Da dove veniamo (e dove andiamo)

Tra le domande che ciascuno di noi si è fatto almeno una volta nella vita credo ci sia quella su cosa renda la nostra specie diversa da tutte le altre, al punto da trasformare una scimmia nuda e nemmeno troppo robusta nella specie padrona del mondo. C’è chi tira in ballo la corteccia prefrontale e chi il pollice opponibile, chi attribuisce il fenomeno all’ invenzione del linguaggio e chi ai simboli.

La risposta che propone Harari nel suo saggio “Sapiens” è apparentemente spiazzante: Homo Sapiens ha trionfato grazie alla capacità unica di collaborare in modo flessibile su scala molto ampia, di migliaia o milioni di individui. Questa capacità non è innata: Homo Sapiens esiste da almeno 200-250.000 anni, ma soltanto 70.000 anni fa ha attraversato quella che Harari definisce “Rivoluzione Cognitiva”. Di che cosa si tratta ? Del buon vecchio linguaggio simbolico, la facoltà di combinare un numero limitato di suoni per produrre un numero illimitato di frasi. In particolare – ed è questo il punto chiave – il linguaggio simbolico permette agli uomini di parlare non solo di ciò che esiste, ma anche di ciò che non esiste: i miti collettivi.

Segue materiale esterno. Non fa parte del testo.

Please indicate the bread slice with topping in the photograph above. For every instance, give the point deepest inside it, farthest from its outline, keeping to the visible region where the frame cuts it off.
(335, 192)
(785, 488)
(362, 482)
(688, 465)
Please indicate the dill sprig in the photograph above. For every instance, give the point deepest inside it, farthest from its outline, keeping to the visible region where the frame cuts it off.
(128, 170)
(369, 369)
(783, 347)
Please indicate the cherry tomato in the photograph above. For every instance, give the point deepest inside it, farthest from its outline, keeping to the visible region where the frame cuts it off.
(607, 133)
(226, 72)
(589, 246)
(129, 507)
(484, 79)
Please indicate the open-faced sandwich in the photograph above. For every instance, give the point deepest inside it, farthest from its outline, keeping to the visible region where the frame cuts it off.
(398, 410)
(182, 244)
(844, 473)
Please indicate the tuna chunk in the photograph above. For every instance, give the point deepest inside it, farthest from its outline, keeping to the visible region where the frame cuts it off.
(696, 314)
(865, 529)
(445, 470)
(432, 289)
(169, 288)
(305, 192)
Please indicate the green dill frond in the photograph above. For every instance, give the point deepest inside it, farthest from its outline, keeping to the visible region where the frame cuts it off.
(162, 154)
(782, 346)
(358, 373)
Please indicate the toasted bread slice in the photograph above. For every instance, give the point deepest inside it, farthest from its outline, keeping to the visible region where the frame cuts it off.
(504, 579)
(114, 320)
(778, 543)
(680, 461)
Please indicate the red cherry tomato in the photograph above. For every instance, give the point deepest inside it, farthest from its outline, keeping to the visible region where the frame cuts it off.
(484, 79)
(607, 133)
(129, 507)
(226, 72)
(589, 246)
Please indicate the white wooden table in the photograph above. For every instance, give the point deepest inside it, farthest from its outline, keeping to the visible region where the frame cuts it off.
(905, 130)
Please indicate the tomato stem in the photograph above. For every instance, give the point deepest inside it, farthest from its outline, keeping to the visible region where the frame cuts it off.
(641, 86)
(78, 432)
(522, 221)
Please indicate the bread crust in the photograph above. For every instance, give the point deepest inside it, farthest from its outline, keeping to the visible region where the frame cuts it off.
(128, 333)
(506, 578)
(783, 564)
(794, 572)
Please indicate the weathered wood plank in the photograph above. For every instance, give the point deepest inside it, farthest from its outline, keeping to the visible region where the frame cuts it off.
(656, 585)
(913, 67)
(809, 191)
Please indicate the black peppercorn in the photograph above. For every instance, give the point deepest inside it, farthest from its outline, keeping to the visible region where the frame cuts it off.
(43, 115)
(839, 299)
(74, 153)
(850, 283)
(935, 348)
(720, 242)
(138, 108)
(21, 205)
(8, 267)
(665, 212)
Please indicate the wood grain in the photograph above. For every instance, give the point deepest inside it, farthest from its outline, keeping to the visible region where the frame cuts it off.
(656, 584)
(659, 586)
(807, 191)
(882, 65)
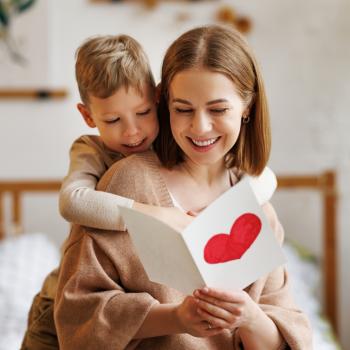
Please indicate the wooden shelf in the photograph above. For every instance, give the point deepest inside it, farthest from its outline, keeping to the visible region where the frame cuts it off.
(40, 94)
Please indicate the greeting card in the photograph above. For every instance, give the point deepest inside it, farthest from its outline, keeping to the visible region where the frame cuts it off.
(230, 244)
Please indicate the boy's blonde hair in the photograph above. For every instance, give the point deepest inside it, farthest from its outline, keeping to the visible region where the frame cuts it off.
(106, 63)
(223, 50)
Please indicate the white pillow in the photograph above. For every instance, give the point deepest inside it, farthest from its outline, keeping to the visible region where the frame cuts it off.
(24, 263)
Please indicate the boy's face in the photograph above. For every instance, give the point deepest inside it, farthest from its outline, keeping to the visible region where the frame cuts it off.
(127, 122)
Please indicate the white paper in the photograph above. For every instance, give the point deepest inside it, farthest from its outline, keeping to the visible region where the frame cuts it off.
(177, 259)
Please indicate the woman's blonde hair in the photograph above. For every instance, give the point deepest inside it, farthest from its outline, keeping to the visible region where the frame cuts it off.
(223, 50)
(106, 63)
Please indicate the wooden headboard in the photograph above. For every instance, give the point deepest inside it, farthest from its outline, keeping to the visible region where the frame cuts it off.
(324, 184)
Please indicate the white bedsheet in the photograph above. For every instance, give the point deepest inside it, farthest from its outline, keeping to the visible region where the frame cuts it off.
(24, 262)
(27, 259)
(305, 281)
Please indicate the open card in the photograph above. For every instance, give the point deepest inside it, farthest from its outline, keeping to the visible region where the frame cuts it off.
(229, 245)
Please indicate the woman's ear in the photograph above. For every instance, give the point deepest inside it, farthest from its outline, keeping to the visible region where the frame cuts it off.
(158, 88)
(84, 111)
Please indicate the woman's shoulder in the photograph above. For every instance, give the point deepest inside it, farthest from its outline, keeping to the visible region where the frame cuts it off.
(263, 185)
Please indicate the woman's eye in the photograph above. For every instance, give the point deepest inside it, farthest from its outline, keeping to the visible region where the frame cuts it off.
(147, 111)
(183, 110)
(112, 121)
(219, 110)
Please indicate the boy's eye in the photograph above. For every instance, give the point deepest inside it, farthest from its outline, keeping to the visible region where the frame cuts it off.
(147, 111)
(112, 121)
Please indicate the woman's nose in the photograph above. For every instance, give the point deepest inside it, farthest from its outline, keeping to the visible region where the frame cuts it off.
(201, 123)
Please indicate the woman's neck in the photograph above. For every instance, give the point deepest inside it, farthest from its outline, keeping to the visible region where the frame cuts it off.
(195, 186)
(204, 175)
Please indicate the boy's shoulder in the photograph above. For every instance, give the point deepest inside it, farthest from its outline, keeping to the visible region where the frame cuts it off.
(133, 169)
(92, 145)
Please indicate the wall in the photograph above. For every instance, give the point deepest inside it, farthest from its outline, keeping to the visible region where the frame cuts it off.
(303, 48)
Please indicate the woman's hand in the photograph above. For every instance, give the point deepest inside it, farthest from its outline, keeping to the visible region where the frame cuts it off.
(190, 321)
(226, 309)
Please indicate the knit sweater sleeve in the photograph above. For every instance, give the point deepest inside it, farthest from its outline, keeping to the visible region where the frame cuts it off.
(274, 298)
(103, 293)
(94, 309)
(79, 202)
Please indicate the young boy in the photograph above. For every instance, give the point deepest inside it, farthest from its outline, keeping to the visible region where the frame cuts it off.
(118, 94)
(118, 97)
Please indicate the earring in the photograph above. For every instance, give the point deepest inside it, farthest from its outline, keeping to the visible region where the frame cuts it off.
(245, 119)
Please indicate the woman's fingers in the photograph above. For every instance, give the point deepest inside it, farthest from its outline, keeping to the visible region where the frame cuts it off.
(221, 294)
(215, 321)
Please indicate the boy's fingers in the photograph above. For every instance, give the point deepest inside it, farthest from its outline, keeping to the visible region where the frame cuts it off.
(224, 295)
(214, 321)
(214, 310)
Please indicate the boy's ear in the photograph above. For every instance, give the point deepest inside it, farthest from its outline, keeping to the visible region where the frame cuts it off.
(84, 111)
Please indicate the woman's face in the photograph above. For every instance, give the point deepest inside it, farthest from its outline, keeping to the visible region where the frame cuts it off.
(205, 114)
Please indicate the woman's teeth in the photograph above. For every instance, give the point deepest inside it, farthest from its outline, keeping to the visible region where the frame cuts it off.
(203, 143)
(134, 144)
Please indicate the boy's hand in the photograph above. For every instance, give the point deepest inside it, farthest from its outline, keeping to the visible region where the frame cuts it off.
(191, 322)
(172, 216)
(226, 309)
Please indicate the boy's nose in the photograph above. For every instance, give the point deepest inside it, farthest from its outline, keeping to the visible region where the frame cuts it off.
(131, 130)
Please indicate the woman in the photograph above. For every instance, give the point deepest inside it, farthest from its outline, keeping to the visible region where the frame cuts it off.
(214, 128)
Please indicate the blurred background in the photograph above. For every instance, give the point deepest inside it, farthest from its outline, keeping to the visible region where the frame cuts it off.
(303, 48)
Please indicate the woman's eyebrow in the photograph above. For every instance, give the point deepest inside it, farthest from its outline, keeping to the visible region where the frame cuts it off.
(180, 100)
(219, 100)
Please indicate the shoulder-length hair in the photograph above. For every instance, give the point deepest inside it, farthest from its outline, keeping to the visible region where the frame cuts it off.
(223, 50)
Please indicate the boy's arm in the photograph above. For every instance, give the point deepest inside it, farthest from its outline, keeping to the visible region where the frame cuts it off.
(79, 202)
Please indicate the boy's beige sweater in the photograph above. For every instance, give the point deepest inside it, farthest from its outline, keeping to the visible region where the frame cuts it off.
(104, 293)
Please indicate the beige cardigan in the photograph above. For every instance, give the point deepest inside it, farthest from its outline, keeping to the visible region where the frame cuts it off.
(104, 293)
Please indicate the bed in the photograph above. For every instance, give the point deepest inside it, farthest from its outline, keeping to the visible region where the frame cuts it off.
(25, 258)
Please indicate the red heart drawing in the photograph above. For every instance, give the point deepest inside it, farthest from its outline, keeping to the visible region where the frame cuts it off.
(223, 247)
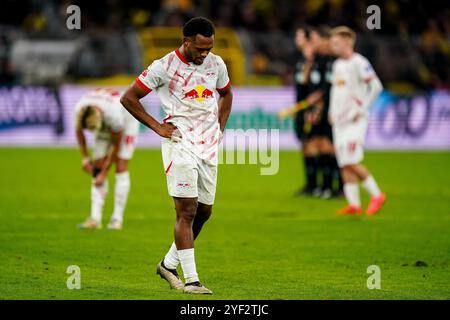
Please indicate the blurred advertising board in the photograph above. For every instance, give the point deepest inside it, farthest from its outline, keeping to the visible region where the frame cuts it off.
(40, 116)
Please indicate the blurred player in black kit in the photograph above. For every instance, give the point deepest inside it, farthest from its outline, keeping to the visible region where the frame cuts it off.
(312, 77)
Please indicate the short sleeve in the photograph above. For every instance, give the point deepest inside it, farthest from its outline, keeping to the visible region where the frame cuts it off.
(365, 70)
(223, 81)
(152, 77)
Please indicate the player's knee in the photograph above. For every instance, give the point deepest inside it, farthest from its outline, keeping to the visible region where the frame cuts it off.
(204, 212)
(96, 171)
(187, 211)
(121, 165)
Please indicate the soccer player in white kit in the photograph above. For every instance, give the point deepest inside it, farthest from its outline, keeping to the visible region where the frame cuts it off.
(115, 132)
(355, 86)
(185, 81)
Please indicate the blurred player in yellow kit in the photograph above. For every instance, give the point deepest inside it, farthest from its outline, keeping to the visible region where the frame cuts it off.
(115, 132)
(355, 86)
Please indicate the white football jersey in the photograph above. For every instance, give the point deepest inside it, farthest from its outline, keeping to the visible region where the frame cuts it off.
(186, 91)
(108, 101)
(349, 87)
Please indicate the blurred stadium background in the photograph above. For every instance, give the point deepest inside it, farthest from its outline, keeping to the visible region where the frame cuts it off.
(45, 68)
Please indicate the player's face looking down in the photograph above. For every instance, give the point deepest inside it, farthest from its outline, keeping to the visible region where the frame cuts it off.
(197, 48)
(300, 38)
(341, 46)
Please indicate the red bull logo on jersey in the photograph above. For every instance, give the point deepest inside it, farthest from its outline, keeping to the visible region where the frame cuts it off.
(199, 93)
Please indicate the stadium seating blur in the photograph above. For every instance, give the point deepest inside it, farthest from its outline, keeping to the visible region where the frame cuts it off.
(410, 52)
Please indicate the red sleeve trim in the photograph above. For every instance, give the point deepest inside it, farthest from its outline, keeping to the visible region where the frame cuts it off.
(369, 78)
(167, 118)
(220, 90)
(168, 167)
(180, 56)
(143, 86)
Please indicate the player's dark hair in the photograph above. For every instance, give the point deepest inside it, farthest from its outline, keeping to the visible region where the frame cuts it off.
(306, 28)
(198, 25)
(323, 31)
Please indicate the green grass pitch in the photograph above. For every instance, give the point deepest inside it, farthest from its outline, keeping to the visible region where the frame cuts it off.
(261, 243)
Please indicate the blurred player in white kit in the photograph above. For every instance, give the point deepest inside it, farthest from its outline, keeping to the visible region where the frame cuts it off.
(115, 132)
(355, 86)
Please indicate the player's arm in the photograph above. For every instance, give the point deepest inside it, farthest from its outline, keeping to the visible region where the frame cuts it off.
(110, 157)
(374, 88)
(130, 100)
(224, 103)
(86, 162)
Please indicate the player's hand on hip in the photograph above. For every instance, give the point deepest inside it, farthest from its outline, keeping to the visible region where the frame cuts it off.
(100, 179)
(356, 117)
(168, 130)
(87, 165)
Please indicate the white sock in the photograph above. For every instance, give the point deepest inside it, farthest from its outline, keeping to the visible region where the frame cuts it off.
(171, 259)
(351, 191)
(187, 261)
(371, 186)
(98, 196)
(121, 194)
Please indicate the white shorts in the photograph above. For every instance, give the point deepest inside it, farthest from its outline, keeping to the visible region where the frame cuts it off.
(102, 141)
(188, 176)
(348, 142)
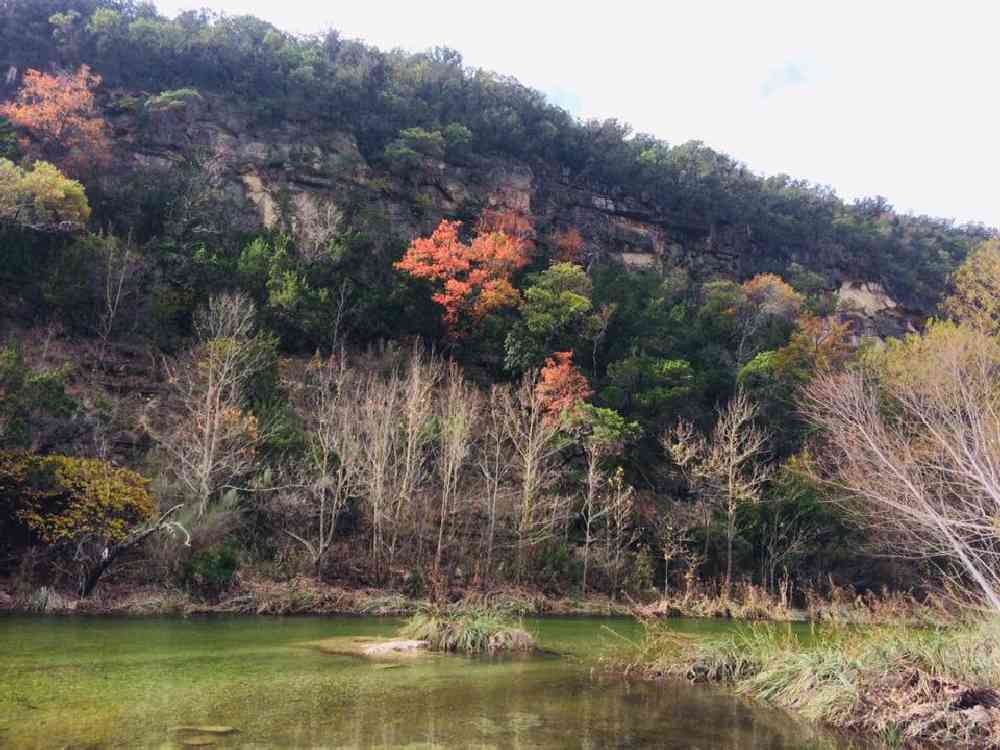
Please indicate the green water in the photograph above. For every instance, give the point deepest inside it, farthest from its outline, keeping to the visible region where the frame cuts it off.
(85, 683)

La chiave della collaborazione su larga scala è appunto la credenza condivisa in cose che non esistono: miti religiosi, nazionalismi, società per azioni o, più semplicemente, il denaro. Una banconota è un pezzo di carta di nessun valore intrinseco e di scarsa utilità pratica, eppure io posso dare questo pezzo di carta ad una persona che non ho mai visto prima in vita mia, ed ottenere in cambio cibo, vestiti o altri beni materiali. Provateci con una scimmia…

Armato di linguaggio simbolico e di “costrutti sociali”, Sapiens parte dunque alla conquista del mondo. Dove arriva lui, scompaiono non solo le altre specie di Homo ma anche gran parte dei grandi mammiferi. Il terrore dell’ ecosistema.

Dopo aver popolato la Terra ed essere vissuto per molti millenni in tribù di cacciatori-raccoglitori, Sapiens è pronto per una nuova rivoluzione: intorno al 10.000 a.C. inventa l’ agricoltura e addomestica gli animali che gli tornano utili. La Rivoluzione Agricola consente di estrarre molto più cibo per unità di territorio, e dunque di nutrire molte più persone, ne consegue una vera e propria esplosione demografica.

Le condizioni di vita migliorano ? A questa domanda Harari risponde con un secco “no”. La Rivoluzione Agricola – sostiene – fu la più grande impostura della storia. Un agricoltore lavora più ore rispetto al cacciatore-raccoglitore, è più esposto alle epidemie ed alle catastrofi naturali, per non parlare delle devastazioni prodotte dai predoni umani. E dunque ?
L’ agricoltura fu un successo per la specie umana, consentendo di aumentare enormemente la popolazione, punto. Il benessere del singolo non ha praticamente rilevanza. Allo stesso modo l’ allevamento rappresenta un successo evolutivo per i bovini, che sono oggi un miliardo e mezzo, pur se la vita di un singolo vitello è breve e piena di terribile sofferenza. Per di più, l’ aumento della popolazione rese l’ agricoltura una scelta irreversibile: non sarebbe stato più possibile sfamare tutti con la caccia e la raccolta.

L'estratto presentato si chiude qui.